Abstract

We employed the so-called event-correlated potential (ECP) P300, a neurophysiological test which explores the circuits of attention and memory in the brain and is altered in subjects with a dismetabolic or degenerative encephalopathy, in order to evaluate the cognitive faculty in two groups of uremic patients [18 on continuous ambulatory peritoneal dialysis (CAPD), 15 on hemodialysis (HD)] comparable with respect to age and time on dialysis. The values of latency (msec) of P300 resulted in CAPD patients 356 +/- 26 in CZ (central zero electrodes) and 357.5 +/- 25 in PZ (parietal zero electrodes), not significantly different from the values in normal controls (341 +/- 14.5 in CZ and 340 +/- 15.6 in PZ) and in HD patients postdialysis (354 +/- 24.4 in CZ and 354 +/- 25.6 in PZ).
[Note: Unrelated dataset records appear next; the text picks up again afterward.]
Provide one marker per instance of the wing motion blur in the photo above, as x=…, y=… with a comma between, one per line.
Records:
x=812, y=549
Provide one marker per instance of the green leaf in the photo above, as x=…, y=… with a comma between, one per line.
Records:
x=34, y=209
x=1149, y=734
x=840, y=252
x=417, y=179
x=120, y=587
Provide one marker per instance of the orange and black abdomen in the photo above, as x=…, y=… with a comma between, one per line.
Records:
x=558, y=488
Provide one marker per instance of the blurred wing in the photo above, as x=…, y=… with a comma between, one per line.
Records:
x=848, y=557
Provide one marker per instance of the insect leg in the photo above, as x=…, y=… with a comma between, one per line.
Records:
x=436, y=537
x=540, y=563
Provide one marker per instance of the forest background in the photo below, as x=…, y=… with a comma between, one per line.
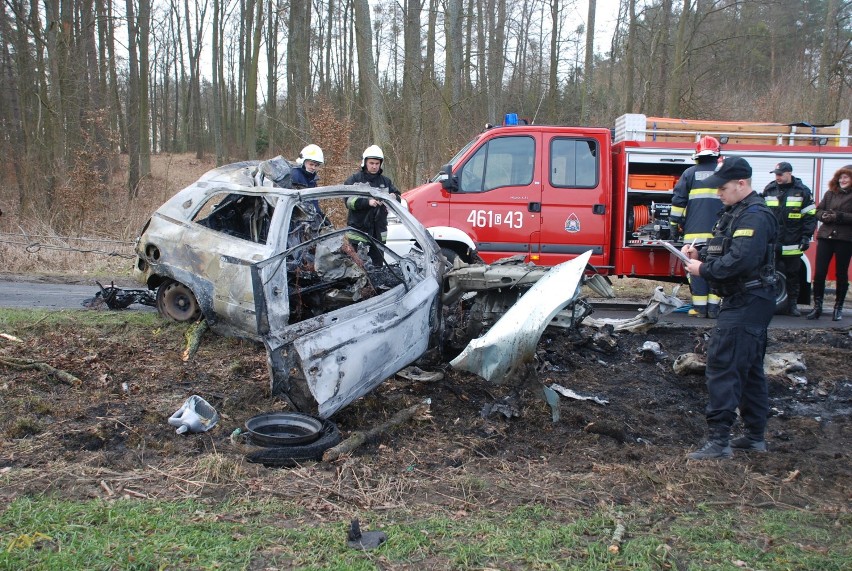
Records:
x=92, y=89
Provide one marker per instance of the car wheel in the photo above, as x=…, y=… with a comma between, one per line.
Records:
x=176, y=302
x=289, y=456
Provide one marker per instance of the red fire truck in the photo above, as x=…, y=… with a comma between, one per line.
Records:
x=551, y=192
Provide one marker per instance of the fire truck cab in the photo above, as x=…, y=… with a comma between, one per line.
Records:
x=551, y=193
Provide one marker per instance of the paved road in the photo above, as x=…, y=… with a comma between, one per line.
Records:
x=42, y=295
x=23, y=294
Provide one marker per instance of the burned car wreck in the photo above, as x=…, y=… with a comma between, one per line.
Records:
x=263, y=262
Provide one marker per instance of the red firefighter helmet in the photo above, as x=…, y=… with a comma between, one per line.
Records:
x=707, y=147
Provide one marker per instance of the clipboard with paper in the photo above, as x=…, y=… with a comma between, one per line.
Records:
x=680, y=256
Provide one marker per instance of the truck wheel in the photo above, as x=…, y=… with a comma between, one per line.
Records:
x=780, y=292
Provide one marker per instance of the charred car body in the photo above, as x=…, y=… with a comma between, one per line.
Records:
x=262, y=262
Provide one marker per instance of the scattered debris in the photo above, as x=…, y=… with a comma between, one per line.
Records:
x=195, y=415
x=59, y=374
x=507, y=406
x=419, y=411
x=690, y=364
x=551, y=397
x=660, y=304
x=572, y=395
x=651, y=351
x=506, y=351
x=120, y=298
x=777, y=364
x=617, y=535
x=357, y=539
x=417, y=374
x=193, y=338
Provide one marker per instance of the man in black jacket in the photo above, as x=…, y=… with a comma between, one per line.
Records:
x=793, y=205
x=368, y=214
x=738, y=263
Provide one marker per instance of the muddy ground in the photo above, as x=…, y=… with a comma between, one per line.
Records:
x=109, y=437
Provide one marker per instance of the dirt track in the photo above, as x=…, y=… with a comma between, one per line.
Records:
x=110, y=436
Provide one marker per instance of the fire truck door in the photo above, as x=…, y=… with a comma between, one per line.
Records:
x=499, y=197
x=575, y=207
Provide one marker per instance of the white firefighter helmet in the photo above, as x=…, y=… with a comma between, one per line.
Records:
x=707, y=147
x=311, y=153
x=372, y=152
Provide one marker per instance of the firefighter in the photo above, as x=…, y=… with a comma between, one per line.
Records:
x=368, y=214
x=306, y=175
x=793, y=205
x=695, y=208
x=739, y=264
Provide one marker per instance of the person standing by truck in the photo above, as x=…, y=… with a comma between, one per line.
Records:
x=793, y=205
x=695, y=209
x=739, y=264
x=368, y=214
x=834, y=238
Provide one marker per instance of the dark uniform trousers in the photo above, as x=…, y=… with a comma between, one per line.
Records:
x=735, y=353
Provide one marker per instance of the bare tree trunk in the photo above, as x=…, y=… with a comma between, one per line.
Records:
x=132, y=106
x=553, y=75
x=412, y=88
x=216, y=114
x=678, y=65
x=369, y=79
x=144, y=106
x=588, y=68
x=630, y=59
x=496, y=58
x=251, y=83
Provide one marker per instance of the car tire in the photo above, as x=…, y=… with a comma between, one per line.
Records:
x=290, y=456
x=176, y=302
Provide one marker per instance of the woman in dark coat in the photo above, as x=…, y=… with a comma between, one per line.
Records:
x=834, y=238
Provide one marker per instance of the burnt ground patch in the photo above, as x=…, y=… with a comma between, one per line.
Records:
x=109, y=436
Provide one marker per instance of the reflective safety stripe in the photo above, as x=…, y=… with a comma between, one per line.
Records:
x=702, y=193
x=356, y=237
x=699, y=237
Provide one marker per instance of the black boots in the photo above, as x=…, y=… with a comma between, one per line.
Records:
x=817, y=310
x=819, y=292
x=840, y=297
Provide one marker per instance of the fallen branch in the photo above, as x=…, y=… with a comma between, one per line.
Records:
x=193, y=338
x=420, y=410
x=26, y=364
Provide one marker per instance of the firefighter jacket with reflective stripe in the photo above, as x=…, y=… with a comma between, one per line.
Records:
x=695, y=206
x=794, y=208
x=372, y=220
x=746, y=235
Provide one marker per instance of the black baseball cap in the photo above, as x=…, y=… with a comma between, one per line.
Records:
x=782, y=167
x=732, y=168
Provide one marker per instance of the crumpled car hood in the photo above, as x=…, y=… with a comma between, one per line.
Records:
x=505, y=352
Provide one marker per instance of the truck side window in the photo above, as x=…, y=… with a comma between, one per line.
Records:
x=507, y=161
x=574, y=163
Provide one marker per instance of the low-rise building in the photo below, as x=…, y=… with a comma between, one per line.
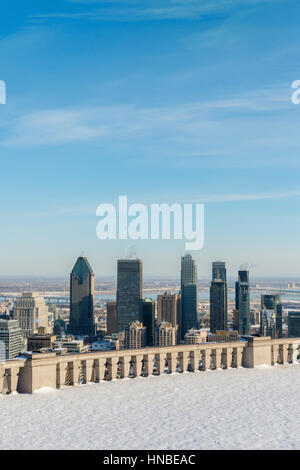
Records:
x=40, y=340
x=165, y=334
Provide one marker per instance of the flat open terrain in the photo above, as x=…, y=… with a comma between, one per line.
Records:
x=223, y=409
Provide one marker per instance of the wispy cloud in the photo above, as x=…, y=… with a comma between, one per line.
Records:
x=196, y=120
x=139, y=10
x=90, y=210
On the contrary, the predialytic values of HD patients (384 +/- 25.6 CZ and 385 +/- 25.5 in PZ) were significantly different from the postdialytic values and from the values of CAPD patients and controls (p < 0.01). These results support the conclusion that HD is able to restore a normal cognitive faculty only transiently in the postdialytic phase, while CAPD maintains this important function steadily close to the normal range, thus being clearly better than HD.